Gota a gota estamos asistiendo al desmembramiento de España. Se asemeja este Pedro Sánchez en su función política al desalmado descuartizador David Sancho, éste no dejó miembro alguno de su víctima sin destrozar, y Sánchez está empeñado en dejar España en las rastras, ni siquiera para el tinte. Lo hace porque le da la gana, porque eso le otorga poder omnímodo en La Moncloa, y porque le deja hacerlo una sociedad anclada en la pasividad, en el aquí no pasa nada, y si pasa se le saluda. Las manifestaciones ya cumplidas y las estupendas que se anuncian para los próximos días y que vamos a engordar hasta el punto que nos sea posible, no ocultan la realidad del parón culpable que sufren las elites mejor influyentes de nuestra comunidad.
En una anterior crónica preguntaba: ¿hay alguien ahí?, ahora pregunto: ¿dónde está la Real Academia que se va a quedar sin una lengua perseguida incluso desde Madrid? ¿Dónde la de la Historia que asiste impávida a la malversación de una trayectoria milenaria, la más antigua de Europa? ¿Dónde la de Ciencias Morales y Políticas que mira para otro lado mientras se subvierten los usos naturales, y se crea una virtualidad acomodaticia dispuesta a tragar con todo? ¿Dónde la de Jurisprudencia que se calla como un difunto contemplado cómo se vulneran todos los principios del Derecho y se asaltan las instituciones democráticas? ¿Dónde están, para qué sirven las pocas universidades que aún no han caído en las garras del comunismo o del populismo caribeño? ¿Dónde están los colegios profesionales? ¿Dónde están las instituciones intermedias como las iglesias a las que parece importarles una higa la laicidad impuesta a nuestra educación? ¿Dónde está el Ejército democrático, el que se ha olvidado de los golpes del XIX, pero que parece hoy reducido a apagar fuegos por doquier, y no dice ni Pamplona? ¿Dónde están los Ateneos ahora convertidos en reductos, donde impera el pensamiento único de estos analfabetos gobernantes?
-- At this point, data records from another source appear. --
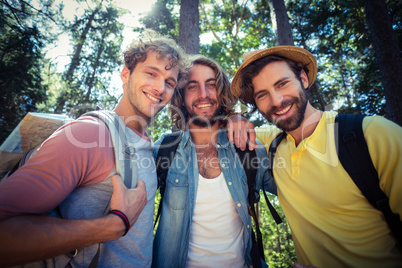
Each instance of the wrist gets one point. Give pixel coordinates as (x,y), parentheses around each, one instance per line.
(229,115)
(123,218)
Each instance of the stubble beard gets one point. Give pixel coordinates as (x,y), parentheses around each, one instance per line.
(200,120)
(293,122)
(141,108)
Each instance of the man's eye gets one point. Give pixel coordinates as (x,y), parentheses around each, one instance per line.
(171,85)
(212,85)
(262,95)
(283,83)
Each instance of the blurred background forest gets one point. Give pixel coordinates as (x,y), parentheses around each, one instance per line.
(357,44)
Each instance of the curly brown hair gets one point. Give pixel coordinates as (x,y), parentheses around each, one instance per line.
(226,99)
(164,46)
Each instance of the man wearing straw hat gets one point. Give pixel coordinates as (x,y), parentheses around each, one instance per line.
(333,224)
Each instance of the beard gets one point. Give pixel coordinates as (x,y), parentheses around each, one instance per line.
(201,120)
(293,122)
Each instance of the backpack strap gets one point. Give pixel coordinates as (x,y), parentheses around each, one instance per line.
(166,153)
(272,151)
(248,157)
(355,158)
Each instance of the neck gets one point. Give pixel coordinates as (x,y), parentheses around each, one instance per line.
(204,135)
(311,119)
(131,117)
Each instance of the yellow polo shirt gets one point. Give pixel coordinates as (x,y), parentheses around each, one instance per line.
(333,225)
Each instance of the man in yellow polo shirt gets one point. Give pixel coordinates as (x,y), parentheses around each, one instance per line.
(333,224)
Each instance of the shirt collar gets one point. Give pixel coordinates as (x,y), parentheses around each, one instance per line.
(222,142)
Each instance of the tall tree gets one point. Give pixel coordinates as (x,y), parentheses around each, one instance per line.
(97,36)
(21,59)
(162,18)
(189,27)
(280,23)
(388,56)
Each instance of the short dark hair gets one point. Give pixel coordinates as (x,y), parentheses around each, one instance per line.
(255,68)
(164,46)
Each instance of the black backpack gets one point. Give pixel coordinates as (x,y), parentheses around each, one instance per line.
(354,156)
(164,159)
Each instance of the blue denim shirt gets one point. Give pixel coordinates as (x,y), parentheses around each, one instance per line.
(171,241)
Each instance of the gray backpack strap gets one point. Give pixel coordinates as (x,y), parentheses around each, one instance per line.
(126,164)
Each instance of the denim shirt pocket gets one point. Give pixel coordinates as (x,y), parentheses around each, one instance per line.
(176,193)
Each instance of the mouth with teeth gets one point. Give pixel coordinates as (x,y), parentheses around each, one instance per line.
(284,110)
(204,105)
(153,98)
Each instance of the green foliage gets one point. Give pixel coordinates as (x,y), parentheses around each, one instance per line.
(96,37)
(236,27)
(163,18)
(277,239)
(21,45)
(337,34)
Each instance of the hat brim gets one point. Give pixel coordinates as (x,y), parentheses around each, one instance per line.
(290,52)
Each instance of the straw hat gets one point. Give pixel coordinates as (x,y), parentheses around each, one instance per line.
(290,52)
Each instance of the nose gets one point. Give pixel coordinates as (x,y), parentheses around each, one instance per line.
(276,99)
(203,92)
(159,86)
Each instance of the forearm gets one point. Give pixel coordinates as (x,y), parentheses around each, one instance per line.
(31,238)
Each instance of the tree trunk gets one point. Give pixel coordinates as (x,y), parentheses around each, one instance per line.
(75,61)
(189,28)
(284,37)
(388,57)
(280,23)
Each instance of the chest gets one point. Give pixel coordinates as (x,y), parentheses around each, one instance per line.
(208,162)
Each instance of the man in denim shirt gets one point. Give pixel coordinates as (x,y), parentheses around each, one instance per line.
(204,218)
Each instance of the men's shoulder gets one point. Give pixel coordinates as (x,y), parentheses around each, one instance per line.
(372,123)
(169,140)
(265,134)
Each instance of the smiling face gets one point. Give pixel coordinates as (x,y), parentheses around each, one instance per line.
(200,96)
(149,87)
(280,96)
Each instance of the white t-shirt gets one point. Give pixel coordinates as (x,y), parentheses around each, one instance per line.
(216,234)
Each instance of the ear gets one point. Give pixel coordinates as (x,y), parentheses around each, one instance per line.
(125,74)
(304,78)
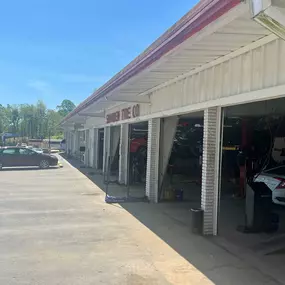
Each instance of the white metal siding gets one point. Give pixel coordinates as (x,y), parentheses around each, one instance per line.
(211,169)
(106,148)
(96,149)
(124,154)
(152,176)
(262,67)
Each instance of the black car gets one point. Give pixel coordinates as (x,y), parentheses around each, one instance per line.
(21,156)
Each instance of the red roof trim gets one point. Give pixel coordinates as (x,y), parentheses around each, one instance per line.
(204,13)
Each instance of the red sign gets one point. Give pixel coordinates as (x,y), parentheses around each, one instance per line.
(124,114)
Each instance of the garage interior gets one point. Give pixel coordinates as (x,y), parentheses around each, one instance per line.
(257,129)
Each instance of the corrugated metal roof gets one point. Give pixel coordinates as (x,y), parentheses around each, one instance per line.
(204,13)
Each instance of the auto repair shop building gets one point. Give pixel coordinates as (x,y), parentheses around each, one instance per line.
(222,53)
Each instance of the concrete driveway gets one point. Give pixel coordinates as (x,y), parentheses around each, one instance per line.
(55,228)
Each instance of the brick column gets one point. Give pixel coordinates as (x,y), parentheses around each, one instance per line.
(152,170)
(211,169)
(124,154)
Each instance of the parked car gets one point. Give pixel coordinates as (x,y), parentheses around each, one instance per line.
(274,178)
(21,156)
(38,150)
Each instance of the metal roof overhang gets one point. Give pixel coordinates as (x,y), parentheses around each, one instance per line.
(212,29)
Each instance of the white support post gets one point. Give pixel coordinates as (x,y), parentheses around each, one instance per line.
(115,138)
(211,169)
(124,154)
(152,172)
(87,148)
(96,149)
(106,148)
(91,148)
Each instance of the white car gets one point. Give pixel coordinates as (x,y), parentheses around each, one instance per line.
(274,178)
(38,150)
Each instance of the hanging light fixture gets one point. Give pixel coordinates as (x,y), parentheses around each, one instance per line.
(270,14)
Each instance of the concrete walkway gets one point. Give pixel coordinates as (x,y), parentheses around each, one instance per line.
(57,229)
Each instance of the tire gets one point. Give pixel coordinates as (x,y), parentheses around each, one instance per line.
(44,164)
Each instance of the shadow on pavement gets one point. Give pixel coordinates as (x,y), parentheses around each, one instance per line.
(171,222)
(27,169)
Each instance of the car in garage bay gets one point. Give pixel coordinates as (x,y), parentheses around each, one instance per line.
(21,156)
(274,178)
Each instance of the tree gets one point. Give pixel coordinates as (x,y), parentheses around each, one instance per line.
(33,120)
(65,107)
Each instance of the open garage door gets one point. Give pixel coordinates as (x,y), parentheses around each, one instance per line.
(252,217)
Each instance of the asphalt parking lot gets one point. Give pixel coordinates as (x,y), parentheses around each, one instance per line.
(55,228)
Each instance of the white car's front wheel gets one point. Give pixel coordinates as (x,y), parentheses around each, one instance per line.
(44,164)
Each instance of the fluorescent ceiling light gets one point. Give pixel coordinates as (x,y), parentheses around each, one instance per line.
(270,14)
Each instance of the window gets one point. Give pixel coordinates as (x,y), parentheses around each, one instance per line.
(26,151)
(9,151)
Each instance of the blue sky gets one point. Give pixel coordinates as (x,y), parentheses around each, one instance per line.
(64,49)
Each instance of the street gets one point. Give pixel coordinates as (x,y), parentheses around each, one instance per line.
(57,229)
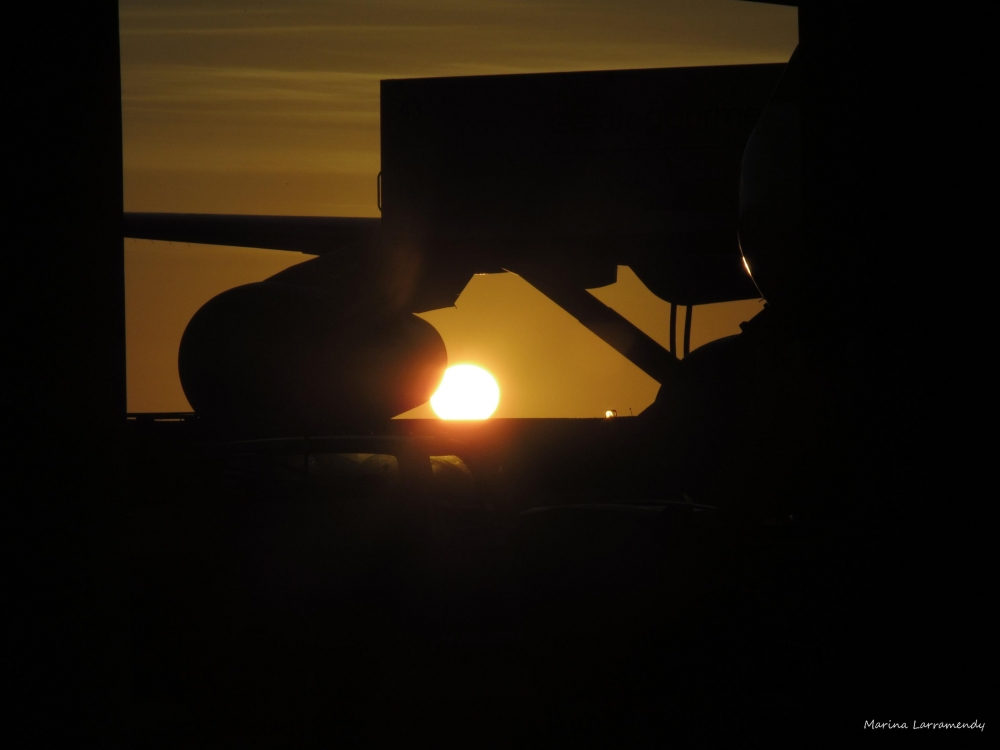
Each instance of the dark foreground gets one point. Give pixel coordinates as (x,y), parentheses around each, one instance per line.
(549,585)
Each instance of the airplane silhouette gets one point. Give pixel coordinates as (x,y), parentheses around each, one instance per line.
(557,177)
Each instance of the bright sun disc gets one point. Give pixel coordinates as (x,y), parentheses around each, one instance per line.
(467,392)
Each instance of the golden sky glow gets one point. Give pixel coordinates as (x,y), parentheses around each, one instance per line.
(272,108)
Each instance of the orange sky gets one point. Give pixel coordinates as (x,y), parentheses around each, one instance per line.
(272,108)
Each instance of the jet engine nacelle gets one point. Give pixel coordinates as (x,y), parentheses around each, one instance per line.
(299,359)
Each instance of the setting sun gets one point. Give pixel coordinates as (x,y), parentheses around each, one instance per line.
(467,392)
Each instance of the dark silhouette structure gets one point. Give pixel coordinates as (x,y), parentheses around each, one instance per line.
(766,545)
(558,177)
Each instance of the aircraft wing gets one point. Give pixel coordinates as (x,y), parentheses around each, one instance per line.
(313,235)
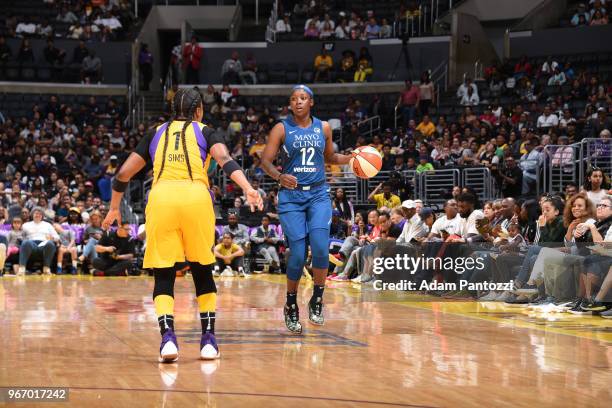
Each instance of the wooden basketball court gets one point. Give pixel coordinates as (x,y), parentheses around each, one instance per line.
(99,337)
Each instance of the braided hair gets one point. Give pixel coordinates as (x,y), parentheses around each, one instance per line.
(183,107)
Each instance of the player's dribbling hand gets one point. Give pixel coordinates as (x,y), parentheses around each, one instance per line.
(254,199)
(288,181)
(112,216)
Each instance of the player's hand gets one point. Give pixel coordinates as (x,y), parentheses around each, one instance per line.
(254,199)
(112,216)
(288,181)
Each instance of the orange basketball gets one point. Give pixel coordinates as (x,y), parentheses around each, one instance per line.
(367,162)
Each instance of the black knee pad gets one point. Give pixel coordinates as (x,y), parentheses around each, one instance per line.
(202,278)
(164,281)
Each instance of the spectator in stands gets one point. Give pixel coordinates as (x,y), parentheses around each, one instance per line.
(408,101)
(522,68)
(145,63)
(344,205)
(326,31)
(385,199)
(91,68)
(385,29)
(44,29)
(414,227)
(346,70)
(580,12)
(53,55)
(313,20)
(372,29)
(426,91)
(264,240)
(229,257)
(548,67)
(547,119)
(79,53)
(76,31)
(115,252)
(470,98)
(599,18)
(323,65)
(92,234)
(424,164)
(15,238)
(327,19)
(231,69)
(462,91)
(311,32)
(596,185)
(192,54)
(283,25)
(5,50)
(66,245)
(25,53)
(511,178)
(38,239)
(108,21)
(25,29)
(67,16)
(301,9)
(557,78)
(601,123)
(338,227)
(426,127)
(530,162)
(343,31)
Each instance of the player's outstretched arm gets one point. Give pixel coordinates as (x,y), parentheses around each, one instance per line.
(275,139)
(132,165)
(330,156)
(220,153)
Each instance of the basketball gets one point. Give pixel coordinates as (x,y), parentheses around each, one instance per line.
(367,162)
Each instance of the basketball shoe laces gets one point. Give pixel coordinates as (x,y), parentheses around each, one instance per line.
(293,316)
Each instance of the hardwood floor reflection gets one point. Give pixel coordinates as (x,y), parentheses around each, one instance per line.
(100,338)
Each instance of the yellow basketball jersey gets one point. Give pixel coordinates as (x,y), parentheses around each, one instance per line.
(173,154)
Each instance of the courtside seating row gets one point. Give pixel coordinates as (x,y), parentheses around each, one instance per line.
(79,230)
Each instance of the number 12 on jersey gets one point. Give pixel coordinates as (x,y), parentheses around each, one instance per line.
(310,152)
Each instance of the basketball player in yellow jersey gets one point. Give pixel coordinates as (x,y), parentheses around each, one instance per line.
(180,221)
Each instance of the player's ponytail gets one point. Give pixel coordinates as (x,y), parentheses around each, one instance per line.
(178,97)
(192,108)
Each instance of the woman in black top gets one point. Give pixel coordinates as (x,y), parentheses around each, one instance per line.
(342,204)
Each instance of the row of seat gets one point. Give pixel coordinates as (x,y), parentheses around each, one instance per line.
(18,105)
(39,72)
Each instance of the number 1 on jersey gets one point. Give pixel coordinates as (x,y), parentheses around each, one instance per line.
(309,151)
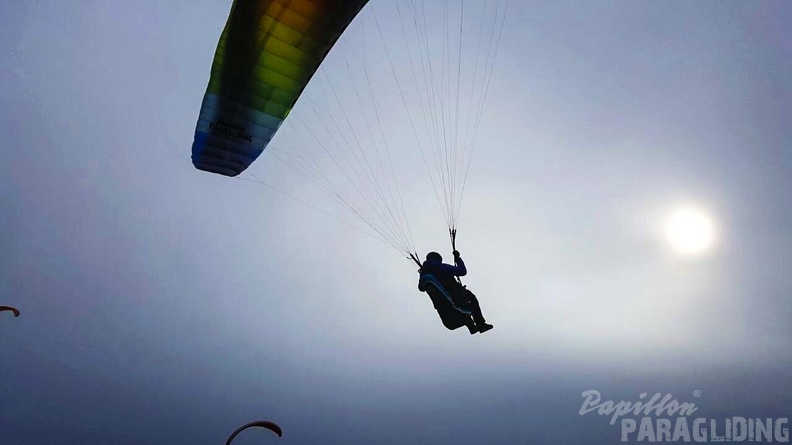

Mil interrogantes quedan en el tintero que pueden resumirse en una genérica que sirve para todo uso: ¿va a seguir la sociedad española hibernada mientras se vuela su medio ambiente histórico? En su carta a Madison, el tercer presidente de los Estados Unidos, Thomas Jefferson, escribió: «Un poco de rebelión de vez en cuando es buena cosa». Estamos tan mal que nos podríamos conformar con eso, una rebelión a media jornada, un par de horas para hacer la vida insoportable a este infame traidor.